- Pre-requisites:
- Have training corpus and test corpus directories available
- have main.py downloaded
- Open a terminal in the same directory as main.py and run the the command python main.py
- When prompted, enter "Y" if your train file directory matches the prompt
- If your answer is "N", then specify the directory of the training file
- When prompted, enter "Y" if your test file directory matches the prompt
- If your answer is "N", then specify the directory of the test file
- This program main.py will create the following language models
- Unigram Language Model (Maximum Likelihood Estimate)
- Bigram Language Model (Maximum Likelihood Estimate)
- Bigram Language Model (Add-One Smoothing)
- After creating the models, it will evaluate the questions addressed below and write them to a file called "outFile.txt".

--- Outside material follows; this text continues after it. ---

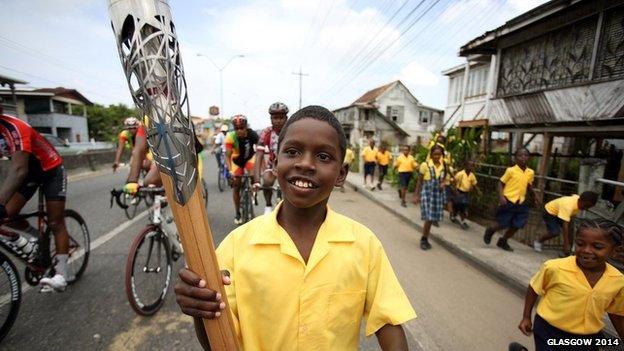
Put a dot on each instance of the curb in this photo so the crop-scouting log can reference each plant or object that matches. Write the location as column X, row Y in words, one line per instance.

- Words that appear once in the training corpus will be replaced with "UNKNOWN" token
- Words that appear in the test corpus but never appear in the training corpus will be treated as the "UNKNOWN" token
- All sentences in training and test corpora will be padded between "START" and "STOP" tokens
- All tokens in training and test corpora will be made into lowercase
-
How many word types (unique words) are there in the training corpus? (including the "STOP" token, the "UNKNOWN" token, and not including the "START" token )
-
How many tokens are there in the training corpus after pre processing? (including the "STOP" token, the "UNKNOWN" token, and not including the "START" token )
-
What percentage of word tokens and word types in the test corpus did not occur in training? (before mapping training and test corpora words to the "UNKNOWN" token)
-
What percentage of bigram (tokens and types) from the test corpus appears in the training corpus. (after mapping training and test corpora words to the "UNKNOWN" token)
-
Under the 3 models, what is the log probability of the following sentence "I look forward to hearing your reply."
-
Under the 3 models, what is the perplexity of the following sentence "I look forward to hearing your reply."
-
Under each the 3 models, what is the perplexity of the entire test corpus?